A la mañana siguiente Greg se despertó, creía habar dormido una eternidad, esperaba que lo sucedido fuese un mal sueño pero no era así; vio al pecoso recostado al otro extremo de la cama, le lanzó una almohada y al ver que se despertaba besó su frente.
— ¿No tienes que ir a la escuela? –cuestionó el más alto poniéndose unos lentes oscuros.
— ¿No deberías ponerte una chaqueta de cuero también? –contestó intentando no reírse, sabía por qué se ponía esas gafas, tenía los ojos hinchados de tanto llorar sin embargo, le sentaban bien, muy bien.
— ¿Eso te gustaría? –dijo caminando hacia su compañero que seguía acostado en la cama.
— Tal vez –un par de imágenes pasaron por su cabeza.
— Mycroft Holmes ¿acaso eso es una invitación?
— Quisieras –el color de su rostro era del mismo tono que el de su cabello.
— Lo de anoche… Lo del mensaje…
— Uno: no seas idiota…
— Yo… lo sien…
— Y dos: Néanmoins, je serai à vos côtés.
Bajaron a la mesa, el desayuno: huevos y tocino, estaba servido, el pelicastaño miró con tristeza el asiento vacío de su padre, nadie dijo nada, se limitaron a comer.
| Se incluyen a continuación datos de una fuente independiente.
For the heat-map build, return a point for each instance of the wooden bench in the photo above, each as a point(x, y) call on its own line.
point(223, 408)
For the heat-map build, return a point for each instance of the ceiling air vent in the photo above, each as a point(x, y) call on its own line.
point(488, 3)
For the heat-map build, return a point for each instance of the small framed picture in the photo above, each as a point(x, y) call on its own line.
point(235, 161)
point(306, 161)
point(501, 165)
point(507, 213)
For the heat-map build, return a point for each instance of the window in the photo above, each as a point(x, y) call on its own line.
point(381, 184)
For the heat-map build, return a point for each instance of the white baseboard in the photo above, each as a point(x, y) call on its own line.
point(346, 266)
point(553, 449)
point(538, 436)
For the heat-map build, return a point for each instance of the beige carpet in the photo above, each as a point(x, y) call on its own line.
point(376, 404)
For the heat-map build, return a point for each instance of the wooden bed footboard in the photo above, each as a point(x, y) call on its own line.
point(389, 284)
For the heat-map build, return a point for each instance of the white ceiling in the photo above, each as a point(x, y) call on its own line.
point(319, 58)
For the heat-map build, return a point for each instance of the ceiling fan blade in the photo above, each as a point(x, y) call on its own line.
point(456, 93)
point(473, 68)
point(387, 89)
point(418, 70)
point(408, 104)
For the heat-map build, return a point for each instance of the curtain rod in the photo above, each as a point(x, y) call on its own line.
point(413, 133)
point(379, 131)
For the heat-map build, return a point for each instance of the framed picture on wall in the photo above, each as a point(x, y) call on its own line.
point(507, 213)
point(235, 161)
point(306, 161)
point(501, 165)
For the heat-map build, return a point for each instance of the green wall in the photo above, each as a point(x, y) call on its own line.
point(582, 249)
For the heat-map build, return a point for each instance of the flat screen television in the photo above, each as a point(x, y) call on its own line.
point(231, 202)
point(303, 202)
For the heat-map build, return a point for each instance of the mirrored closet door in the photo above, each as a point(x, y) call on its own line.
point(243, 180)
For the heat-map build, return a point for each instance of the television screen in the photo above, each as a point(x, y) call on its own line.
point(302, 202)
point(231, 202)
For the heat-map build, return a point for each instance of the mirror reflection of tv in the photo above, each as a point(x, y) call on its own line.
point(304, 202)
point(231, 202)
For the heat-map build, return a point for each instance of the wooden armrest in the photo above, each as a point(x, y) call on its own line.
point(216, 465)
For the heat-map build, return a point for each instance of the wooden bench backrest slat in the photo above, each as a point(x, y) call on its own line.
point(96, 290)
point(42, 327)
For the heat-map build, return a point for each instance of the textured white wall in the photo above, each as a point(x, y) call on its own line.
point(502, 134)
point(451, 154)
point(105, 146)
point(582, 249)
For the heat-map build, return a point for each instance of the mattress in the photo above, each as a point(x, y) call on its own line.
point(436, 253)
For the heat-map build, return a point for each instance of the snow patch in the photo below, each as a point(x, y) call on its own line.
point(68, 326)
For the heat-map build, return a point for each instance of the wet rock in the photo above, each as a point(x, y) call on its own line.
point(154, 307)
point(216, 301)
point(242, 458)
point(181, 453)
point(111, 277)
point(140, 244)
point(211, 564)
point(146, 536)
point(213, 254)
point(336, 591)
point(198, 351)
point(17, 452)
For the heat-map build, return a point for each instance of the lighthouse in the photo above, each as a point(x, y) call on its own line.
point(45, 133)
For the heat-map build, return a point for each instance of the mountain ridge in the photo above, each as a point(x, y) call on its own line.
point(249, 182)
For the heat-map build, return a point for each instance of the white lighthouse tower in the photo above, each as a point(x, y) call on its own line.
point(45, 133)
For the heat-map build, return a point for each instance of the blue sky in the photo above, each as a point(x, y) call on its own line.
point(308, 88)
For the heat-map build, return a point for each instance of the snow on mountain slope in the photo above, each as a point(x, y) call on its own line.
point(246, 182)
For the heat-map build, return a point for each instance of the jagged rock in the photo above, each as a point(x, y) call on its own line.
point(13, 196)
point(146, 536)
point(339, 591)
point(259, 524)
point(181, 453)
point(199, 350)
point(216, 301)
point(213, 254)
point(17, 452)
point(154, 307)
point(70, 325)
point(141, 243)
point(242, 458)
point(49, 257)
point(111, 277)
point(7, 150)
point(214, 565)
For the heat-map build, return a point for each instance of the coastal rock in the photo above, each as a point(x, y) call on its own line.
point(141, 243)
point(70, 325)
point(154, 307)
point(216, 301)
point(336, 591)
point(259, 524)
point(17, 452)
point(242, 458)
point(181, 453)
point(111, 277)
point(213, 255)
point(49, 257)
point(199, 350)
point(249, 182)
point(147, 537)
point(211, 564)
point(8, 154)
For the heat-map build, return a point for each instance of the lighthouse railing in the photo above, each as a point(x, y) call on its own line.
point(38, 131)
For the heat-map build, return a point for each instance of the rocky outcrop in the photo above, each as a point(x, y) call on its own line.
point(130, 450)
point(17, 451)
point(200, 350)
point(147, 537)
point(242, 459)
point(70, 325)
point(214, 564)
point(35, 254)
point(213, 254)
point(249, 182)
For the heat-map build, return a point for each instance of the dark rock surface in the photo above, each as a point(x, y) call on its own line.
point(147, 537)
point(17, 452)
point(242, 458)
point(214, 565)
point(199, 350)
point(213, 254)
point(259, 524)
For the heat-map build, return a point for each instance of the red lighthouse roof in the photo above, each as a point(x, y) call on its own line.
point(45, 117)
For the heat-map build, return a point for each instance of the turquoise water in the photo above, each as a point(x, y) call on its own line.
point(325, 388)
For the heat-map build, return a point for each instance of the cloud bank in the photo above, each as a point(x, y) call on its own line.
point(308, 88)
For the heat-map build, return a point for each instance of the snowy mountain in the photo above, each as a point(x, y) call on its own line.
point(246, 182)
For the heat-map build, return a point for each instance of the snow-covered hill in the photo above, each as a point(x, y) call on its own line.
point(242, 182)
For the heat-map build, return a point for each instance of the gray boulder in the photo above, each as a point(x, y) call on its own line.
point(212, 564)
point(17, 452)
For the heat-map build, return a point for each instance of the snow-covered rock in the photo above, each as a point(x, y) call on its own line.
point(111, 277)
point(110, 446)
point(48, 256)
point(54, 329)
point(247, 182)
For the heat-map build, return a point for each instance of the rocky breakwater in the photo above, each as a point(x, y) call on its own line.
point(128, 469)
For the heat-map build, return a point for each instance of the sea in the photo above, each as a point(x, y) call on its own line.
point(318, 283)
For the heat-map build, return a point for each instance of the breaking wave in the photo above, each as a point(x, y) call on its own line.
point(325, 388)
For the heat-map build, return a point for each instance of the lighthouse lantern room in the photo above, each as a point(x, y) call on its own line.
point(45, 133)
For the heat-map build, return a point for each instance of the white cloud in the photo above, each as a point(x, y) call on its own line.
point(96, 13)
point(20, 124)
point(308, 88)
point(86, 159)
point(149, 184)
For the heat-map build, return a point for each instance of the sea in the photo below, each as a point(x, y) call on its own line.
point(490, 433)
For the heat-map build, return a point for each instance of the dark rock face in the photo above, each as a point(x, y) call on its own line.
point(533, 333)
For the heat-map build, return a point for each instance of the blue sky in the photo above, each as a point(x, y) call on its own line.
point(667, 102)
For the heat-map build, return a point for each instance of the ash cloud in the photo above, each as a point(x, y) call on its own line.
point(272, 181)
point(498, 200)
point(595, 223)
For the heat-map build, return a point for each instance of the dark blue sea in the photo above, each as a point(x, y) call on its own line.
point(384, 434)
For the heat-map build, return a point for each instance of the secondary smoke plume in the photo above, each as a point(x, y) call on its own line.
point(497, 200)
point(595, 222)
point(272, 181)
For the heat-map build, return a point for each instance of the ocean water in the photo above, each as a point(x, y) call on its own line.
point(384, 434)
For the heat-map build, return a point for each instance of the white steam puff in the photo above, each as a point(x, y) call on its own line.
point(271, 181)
Al terminar de fregar los platos, ambos chicos salieron a caminar, ninguno puso pie en el colegio ni hablaron con terceros, se fugaron buscando un lugar desolado para ellos, haciendo recuerdos para ignorar el sentimiento de vacío y para prepararse, sin tener conocimiento, para un difícil futuro.
Notas:
*Hormiga, en inglés: Ant. Como abreviación del nombre de Anthea.